I suggest making sure the Drylok is completely dry before installing it in the tank, especially along the edges.


----------



## seamount (Jul 3, 2014)

and if there are non coated areas? What would happen?


----------



## Mcdaphnia (Dec 16, 2003)

seamount said:


> and if there are non coated areas? What would happen?

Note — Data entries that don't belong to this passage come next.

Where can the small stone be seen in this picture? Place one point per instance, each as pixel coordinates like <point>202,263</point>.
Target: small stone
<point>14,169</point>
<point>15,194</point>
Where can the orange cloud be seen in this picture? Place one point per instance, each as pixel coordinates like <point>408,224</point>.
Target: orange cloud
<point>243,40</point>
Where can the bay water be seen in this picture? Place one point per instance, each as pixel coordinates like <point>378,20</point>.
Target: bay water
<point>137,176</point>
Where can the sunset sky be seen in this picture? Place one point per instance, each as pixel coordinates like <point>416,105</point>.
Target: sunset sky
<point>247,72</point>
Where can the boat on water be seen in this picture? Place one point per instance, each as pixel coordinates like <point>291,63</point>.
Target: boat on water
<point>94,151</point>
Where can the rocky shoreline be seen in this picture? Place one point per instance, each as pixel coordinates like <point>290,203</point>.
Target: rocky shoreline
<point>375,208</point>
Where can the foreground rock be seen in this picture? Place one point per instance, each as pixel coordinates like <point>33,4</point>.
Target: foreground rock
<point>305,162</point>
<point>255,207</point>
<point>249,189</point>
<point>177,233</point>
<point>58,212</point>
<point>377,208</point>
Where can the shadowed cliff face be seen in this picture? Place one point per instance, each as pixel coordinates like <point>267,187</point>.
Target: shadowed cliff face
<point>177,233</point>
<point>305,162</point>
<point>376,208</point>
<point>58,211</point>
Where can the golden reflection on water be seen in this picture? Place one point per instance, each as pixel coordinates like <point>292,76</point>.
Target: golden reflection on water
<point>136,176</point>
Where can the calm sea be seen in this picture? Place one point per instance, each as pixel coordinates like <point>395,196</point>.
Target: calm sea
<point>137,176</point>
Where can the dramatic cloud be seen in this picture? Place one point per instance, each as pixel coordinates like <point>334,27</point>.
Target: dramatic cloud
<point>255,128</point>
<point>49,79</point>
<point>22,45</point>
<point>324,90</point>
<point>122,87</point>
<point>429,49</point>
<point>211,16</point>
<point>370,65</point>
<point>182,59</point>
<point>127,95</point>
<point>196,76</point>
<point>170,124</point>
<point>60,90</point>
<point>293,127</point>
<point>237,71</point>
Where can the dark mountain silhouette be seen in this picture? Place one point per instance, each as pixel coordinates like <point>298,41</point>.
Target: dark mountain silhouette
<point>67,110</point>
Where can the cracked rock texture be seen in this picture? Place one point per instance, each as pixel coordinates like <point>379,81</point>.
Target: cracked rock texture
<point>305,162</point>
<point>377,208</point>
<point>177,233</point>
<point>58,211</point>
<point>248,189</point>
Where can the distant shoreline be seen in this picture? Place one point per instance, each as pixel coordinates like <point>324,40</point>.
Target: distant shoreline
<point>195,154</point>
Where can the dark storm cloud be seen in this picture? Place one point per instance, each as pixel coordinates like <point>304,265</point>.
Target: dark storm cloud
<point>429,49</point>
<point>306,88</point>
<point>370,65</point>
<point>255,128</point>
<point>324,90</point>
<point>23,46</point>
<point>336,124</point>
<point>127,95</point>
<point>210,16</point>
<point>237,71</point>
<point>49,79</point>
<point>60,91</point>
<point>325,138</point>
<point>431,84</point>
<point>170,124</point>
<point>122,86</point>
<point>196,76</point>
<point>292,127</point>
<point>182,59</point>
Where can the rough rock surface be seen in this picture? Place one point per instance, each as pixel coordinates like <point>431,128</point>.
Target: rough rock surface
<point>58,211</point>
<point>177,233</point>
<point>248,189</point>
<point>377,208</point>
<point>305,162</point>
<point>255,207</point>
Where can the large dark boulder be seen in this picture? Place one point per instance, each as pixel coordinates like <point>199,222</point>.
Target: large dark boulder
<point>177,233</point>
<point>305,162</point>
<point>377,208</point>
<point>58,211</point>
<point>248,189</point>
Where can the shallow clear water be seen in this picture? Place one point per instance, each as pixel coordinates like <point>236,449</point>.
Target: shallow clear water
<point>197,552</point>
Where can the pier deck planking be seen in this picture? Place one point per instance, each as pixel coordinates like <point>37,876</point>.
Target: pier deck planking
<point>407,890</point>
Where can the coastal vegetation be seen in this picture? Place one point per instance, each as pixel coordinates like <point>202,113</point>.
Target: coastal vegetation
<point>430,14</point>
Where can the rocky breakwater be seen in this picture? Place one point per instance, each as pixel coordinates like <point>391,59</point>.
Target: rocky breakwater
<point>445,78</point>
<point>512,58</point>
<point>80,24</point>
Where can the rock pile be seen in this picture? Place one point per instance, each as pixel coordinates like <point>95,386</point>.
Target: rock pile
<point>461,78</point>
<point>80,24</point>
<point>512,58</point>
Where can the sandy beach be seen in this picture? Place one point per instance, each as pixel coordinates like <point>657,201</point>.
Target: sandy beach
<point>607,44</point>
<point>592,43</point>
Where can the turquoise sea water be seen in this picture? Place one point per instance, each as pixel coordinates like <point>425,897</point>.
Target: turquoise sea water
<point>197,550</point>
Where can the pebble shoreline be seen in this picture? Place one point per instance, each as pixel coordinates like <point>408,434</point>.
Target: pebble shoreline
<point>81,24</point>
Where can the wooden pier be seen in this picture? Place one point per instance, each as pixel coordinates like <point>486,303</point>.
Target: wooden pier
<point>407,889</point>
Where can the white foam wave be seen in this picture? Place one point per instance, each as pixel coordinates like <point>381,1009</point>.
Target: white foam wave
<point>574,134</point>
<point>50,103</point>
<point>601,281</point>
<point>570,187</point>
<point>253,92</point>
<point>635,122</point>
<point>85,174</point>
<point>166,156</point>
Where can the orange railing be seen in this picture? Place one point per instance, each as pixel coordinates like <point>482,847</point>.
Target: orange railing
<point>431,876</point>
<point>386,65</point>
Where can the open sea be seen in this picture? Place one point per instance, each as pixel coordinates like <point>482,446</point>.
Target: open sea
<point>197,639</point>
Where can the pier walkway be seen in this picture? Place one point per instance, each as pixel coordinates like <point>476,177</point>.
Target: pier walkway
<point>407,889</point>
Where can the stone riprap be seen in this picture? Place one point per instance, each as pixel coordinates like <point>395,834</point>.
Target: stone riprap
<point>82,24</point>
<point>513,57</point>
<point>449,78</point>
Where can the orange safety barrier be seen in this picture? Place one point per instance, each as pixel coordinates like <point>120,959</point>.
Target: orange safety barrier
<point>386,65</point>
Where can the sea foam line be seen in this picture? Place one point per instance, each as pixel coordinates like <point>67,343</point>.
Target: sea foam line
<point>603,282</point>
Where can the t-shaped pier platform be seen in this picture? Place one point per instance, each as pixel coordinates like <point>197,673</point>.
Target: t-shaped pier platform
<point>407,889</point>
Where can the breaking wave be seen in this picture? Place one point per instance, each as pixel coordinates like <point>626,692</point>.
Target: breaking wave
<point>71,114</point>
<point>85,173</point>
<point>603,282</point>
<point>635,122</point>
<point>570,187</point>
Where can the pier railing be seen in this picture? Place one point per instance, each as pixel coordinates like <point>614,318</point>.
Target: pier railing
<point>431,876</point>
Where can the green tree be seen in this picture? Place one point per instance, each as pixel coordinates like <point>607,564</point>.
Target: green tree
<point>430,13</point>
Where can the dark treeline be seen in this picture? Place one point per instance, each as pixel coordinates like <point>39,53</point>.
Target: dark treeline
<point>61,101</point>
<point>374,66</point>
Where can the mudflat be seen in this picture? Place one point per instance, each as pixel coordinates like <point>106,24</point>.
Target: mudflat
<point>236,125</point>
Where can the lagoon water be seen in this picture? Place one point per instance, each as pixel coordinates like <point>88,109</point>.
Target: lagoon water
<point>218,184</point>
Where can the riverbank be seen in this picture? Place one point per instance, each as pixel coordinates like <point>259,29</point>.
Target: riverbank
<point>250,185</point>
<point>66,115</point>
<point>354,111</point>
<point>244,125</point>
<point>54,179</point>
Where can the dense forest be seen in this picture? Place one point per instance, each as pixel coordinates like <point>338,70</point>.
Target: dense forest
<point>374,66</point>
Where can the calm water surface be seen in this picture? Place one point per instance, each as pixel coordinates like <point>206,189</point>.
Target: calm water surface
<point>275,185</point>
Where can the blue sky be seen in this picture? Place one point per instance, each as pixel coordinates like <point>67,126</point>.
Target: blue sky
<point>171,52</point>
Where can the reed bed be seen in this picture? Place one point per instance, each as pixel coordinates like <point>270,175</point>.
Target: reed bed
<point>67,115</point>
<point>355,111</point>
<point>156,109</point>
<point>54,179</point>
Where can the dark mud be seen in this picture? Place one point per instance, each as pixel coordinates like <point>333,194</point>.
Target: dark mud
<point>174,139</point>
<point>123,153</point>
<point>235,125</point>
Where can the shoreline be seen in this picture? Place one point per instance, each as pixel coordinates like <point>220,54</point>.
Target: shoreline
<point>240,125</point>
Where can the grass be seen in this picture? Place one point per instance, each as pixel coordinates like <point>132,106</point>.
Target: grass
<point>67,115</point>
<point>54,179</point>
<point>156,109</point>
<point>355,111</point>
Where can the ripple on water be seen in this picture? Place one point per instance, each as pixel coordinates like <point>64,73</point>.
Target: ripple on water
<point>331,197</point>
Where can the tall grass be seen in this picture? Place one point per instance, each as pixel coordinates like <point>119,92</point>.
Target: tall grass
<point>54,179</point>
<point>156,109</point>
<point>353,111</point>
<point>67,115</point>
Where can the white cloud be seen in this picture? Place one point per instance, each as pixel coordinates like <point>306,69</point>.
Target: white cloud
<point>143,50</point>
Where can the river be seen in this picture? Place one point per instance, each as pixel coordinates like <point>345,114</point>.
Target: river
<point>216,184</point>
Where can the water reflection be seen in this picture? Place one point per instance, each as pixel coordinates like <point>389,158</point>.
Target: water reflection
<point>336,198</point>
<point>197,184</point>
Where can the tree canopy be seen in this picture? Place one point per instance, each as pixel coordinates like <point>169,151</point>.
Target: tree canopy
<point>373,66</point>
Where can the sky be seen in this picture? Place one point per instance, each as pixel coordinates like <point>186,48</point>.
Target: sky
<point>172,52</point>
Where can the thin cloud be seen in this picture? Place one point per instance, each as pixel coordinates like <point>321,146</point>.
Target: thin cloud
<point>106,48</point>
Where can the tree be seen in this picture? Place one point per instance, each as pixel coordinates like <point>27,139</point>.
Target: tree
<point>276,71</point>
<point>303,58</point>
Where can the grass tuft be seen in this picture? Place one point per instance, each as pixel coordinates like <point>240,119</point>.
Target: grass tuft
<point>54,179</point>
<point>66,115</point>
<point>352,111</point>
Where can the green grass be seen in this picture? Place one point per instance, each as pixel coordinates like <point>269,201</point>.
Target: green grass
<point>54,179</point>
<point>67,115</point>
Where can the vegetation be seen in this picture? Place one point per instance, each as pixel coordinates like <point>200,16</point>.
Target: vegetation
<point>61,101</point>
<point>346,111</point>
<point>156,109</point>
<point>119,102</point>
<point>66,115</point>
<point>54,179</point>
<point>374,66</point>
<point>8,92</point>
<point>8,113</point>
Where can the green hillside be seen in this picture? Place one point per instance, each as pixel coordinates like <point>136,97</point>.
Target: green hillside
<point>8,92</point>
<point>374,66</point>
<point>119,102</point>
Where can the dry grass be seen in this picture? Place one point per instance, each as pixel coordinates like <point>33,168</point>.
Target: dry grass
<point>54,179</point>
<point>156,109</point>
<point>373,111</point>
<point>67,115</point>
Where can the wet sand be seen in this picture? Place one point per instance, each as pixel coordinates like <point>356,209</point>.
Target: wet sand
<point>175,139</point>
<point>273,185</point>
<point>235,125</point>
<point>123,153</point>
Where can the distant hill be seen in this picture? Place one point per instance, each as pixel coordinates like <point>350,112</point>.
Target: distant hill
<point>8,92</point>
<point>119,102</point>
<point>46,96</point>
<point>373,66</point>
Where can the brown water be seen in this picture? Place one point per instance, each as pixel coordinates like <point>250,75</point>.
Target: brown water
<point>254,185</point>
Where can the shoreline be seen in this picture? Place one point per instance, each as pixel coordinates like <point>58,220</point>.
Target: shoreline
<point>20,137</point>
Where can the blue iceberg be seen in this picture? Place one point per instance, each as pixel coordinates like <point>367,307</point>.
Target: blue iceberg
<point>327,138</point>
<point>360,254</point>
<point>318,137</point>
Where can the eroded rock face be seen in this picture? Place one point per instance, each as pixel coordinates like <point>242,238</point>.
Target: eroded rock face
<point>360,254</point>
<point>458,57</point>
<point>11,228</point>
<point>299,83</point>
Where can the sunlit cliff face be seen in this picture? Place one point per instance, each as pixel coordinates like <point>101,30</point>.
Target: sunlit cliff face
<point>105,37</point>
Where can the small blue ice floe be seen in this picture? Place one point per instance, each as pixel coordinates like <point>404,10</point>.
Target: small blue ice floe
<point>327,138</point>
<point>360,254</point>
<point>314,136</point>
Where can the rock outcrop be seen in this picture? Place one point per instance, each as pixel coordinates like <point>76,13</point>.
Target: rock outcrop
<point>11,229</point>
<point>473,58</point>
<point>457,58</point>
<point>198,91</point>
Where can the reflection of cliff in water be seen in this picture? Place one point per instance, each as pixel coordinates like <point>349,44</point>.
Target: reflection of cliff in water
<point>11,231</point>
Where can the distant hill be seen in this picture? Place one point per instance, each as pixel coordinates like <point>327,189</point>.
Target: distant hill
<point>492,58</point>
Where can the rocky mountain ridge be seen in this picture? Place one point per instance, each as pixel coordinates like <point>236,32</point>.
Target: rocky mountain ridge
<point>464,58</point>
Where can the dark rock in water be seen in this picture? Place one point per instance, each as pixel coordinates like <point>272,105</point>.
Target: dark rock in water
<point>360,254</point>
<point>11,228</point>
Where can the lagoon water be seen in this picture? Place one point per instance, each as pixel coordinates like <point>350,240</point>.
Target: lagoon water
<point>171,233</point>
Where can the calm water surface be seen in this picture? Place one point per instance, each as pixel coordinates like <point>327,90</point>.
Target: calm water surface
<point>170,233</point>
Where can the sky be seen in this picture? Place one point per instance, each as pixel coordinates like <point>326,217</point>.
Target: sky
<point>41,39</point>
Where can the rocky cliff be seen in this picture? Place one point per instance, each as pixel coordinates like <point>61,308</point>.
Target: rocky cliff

It depends on the type of foam. Some will start disintegrating and will float out in small plastic balls. Some will use that spot as a place to delaminate the Dyrlok and the Styrofoam. Chances are nothing will happen, at least for a while. It's unlikely you used Styrofoam with added chemicals that could harm fish.


----------



## seamount (Jul 3, 2014)

I used the pink stuff from home depot. Ill try my best to coat it. hopefully it wont delaminate


----------



## theboothsociety (Jan 3, 2012)

I used the pink stuff, and the entire back is uncoated. There should be many layers of dry lock on the front to coat the whole thing and make it hard. I know many people who have exposed pink foam in there tanks from coming apart over time with no ill effects. However on my BG, the back is exposed, but not to water. I siliconed the back to the tank, then I siliconed along the bottom and top seam, so NO water goes behind my BG. But if you're putting heaters and filters behind the BG, you obv need water to flow behind and through the BG. There is also a product called Pond Armor (home depot) a little expensive but it makes a hard clear coat on top of the dry lock to protect it from chipping away.


----------



## natpodu77 (Jul 18, 2014)

Hello, for those of you using drylok on top of pink foam, how did you adjust your measurements for the tank, did you cut to fit the exact measurements of the tank, or take an inch or half an inch off on the sides to make up for the buildup of the drylock on the foam? :-?


----------



## seamount (Jul 3, 2014)

Yes I took about an inch off on one side. Carved out my design, and then cut the entire background into three pieces so I could get it ino the tank. After coating it, I think it really only expanded like 1/4 I an inch. Not much


----------



## Mcdaphnia (Dec 16, 2003)

Expanding a piece of glass is a lot. If the foam bends the glass....


----------



## seamount (Jul 3, 2014)

expanding the glass? Im just talking about how much girth the drylock adds to the foam


----------



## Mcdaphnia (Dec 16, 2003)

seamount said:


> expanding the glass? Im just talking about how much girth the drylock adds to the foam


I thought you were referring to the expansion of the foam after it hardens. I had to repair two 75 gallon tanks with half inch thick glass after someone else put a Great Stuff background into them. Once the foam hardened, it continued to expand, breaking through the end glass in one tank, and snapping the back glass in the other.


----------



## seamount (Jul 3, 2014)

dang that sounds like a nightmare


----------



## theboothsociety (Jan 3, 2012)

the dry lock does add some thickness to the background. you should be good with an inch. id suggest not dry locking or at least not heavily in the areas where it goes together, otherwise it won't fit together as seamlessly. I siliconed all my pieces together in the tank with black silicone and then touched up the seams with dry lock once siliconed into the tank.


----------